Dennis Hopper, nel ruolo di uno psicopatico, ha aggiunto ancora un altro punto alla “stranezza inquietante” che Lynch sapeva creare dietro le facciate apparentemente tranquille di una piccola città americana.
“Twin Peaks” (1990-91)
In “Twin Peaks”, una cittadina circondata da pini giganti, una caffetteria e torte di frutta, la trama ruota attorno a un nano vestito di rosso, telefoni che non smettono di squillare e Laura Palmer, una liceale il cui corpo è rimosso una mattina di un lago avvolto in una borsa. In questo ambiente molto lynchiano lavora l’agente Cooper (Kyle MacLachlan), personaggio emblematico in quest’opera del regista che ha rivoluzionato le serie autoriali.
Con due stagioni e 30 episodi, Lynch e Mark Frost hanno conquistato un seguito di spettatori, desiderosi di risposte a un mistero irrisolto. Ha continuato l’esperimento con un lungometraggio, “Twin Peaks: gli ultimi giorni di Laura Palmer” (1992), con David Bowie, e 26 anni dopo ha scritto la terza stagione di questo fenomeno culturale, un lungometraggio di quasi 20 ore, con riferimenti a tutta la sua filmografia.
“Cuore selvaggio” (1990)
Nicolas Cage (Sailor) e Laura Dern (Lula) sono perdutamente innamorati, ma sua madre perseguita la coppia. Questa strega alcolizzata vuole sbarazzarsi di Sailor nonostante il suo amore e neutralizzare un fastidioso testimone della morte sospetta di suo marito. L’inseguimento in Texas porta i due amanti a strani incontri in luoghi non meno insoliti.
Lynch si ispira al “thriller” cupo di Barry Gifford, flirta con la commedia ed evoca il “Mago di Oz”, Elvis Presley e Chris Isaak, il tutto per addentrarsi in un universo insopportabile, che gli valse la Palma d’Oro a Cannes nel 1990.

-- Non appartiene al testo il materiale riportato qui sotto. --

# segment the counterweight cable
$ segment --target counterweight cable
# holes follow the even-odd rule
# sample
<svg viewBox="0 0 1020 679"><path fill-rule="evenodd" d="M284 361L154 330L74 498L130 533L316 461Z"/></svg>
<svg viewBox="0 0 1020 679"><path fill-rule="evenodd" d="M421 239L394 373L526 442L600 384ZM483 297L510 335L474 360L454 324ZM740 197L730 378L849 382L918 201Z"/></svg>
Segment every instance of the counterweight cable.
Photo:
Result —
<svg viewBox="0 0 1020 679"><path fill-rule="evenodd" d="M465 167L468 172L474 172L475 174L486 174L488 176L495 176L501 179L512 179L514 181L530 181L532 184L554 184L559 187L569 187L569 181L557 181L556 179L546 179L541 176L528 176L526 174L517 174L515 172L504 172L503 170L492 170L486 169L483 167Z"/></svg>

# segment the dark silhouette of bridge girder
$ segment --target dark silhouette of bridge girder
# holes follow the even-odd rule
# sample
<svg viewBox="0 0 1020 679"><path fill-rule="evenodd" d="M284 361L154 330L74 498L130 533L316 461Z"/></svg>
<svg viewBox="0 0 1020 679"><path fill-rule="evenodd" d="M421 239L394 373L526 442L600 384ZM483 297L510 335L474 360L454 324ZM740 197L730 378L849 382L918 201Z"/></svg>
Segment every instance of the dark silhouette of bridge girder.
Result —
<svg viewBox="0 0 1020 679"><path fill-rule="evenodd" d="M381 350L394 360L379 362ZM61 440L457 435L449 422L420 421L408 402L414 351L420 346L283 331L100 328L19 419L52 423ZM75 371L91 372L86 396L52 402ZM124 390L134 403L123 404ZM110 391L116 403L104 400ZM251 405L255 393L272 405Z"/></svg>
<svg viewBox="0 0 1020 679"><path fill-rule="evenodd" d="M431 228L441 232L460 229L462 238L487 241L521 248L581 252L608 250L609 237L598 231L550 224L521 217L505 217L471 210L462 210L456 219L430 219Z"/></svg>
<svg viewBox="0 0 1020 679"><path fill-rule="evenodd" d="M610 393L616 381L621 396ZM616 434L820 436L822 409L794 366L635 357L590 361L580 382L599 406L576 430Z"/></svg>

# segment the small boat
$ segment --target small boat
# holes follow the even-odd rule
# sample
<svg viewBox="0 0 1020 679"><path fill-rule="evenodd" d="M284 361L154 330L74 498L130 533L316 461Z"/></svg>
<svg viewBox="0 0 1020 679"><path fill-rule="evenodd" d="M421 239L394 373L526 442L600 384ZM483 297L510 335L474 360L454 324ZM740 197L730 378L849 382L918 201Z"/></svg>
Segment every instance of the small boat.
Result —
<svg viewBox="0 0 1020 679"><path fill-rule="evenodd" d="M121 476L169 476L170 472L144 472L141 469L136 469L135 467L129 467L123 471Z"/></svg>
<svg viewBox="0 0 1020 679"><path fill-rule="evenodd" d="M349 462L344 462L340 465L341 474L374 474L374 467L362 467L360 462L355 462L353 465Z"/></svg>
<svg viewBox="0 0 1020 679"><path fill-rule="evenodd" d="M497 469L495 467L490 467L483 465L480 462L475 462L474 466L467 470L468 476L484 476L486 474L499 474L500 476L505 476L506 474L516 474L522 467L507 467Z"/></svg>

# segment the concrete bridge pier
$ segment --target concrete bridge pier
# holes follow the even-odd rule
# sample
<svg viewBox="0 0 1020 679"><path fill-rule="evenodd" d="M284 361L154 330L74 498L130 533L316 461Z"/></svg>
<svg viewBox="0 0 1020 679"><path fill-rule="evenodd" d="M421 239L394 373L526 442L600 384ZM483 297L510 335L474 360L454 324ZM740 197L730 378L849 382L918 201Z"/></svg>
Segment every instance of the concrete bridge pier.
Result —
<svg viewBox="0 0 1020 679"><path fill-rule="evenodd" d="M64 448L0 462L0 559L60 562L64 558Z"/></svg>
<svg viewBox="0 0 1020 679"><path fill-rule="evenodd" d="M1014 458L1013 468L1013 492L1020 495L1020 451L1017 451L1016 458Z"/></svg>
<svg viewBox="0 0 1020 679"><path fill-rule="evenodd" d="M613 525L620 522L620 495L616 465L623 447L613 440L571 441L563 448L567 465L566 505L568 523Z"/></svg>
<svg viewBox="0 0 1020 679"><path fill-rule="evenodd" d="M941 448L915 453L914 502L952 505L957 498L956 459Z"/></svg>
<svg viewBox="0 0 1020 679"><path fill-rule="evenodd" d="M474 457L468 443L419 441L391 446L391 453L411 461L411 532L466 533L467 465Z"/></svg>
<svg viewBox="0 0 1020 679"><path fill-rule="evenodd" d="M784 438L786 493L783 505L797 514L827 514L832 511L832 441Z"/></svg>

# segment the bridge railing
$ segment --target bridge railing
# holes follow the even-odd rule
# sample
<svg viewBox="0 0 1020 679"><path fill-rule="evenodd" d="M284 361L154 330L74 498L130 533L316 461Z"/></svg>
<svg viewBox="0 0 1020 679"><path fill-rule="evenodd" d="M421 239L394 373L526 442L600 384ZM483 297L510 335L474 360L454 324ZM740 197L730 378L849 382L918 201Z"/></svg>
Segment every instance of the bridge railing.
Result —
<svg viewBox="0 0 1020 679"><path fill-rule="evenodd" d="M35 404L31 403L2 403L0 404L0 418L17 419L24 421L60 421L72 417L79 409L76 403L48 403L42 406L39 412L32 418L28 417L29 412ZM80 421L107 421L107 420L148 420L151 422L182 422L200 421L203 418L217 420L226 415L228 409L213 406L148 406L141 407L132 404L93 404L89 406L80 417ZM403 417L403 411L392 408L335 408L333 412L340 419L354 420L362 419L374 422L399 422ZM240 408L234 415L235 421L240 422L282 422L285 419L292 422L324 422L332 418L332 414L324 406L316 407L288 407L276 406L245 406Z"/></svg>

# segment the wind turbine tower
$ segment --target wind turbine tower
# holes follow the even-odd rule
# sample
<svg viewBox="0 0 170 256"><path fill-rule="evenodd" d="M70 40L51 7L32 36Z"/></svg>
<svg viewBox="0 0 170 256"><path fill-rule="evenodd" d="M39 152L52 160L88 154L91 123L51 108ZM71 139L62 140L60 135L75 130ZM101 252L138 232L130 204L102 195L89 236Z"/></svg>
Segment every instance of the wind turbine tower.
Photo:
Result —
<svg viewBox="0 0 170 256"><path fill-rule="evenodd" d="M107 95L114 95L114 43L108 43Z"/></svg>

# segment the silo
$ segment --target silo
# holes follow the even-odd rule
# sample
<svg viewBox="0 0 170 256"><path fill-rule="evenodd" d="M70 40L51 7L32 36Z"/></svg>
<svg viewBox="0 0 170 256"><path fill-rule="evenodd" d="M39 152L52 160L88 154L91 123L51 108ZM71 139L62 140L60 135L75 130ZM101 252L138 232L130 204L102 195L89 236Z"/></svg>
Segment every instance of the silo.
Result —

“La città dei sogni” (2001)
Inizialmente concepito come una serie, questo film toccante gioca con le false pretese di Hollywood, dei suoi produttori corrotti e di altri personaggi dell’industria cinematografica. Vincitore del Premio di Cannes e del César per il miglior film straniero, “La città dei sogni” – nell’originale “Mulholland Drive”, il nome dell’autostrada che costeggia le residenze delle star del cinema – segue una trama inverosimile che conduce Rita, una bella bruna colpita da amnesia (Laura Elena Harring), e Betty, un’ingenua aspirante attrice bionda (Naomi Watts) vengono coinvolte in un gioco di intrighi.
Insieme a “Empire of Dreams” (2006), questo film ha segnato la fine della carriera di regista di Lynch – ad eccezione di “What Did Jack Do?”, un cortometraggio proiettato nel 2020 da Netflix su una scimmia accusata di omicidio. Da allora in poi si dedicò alla meditazione trascendentale e ad altre forme di espressione artistica.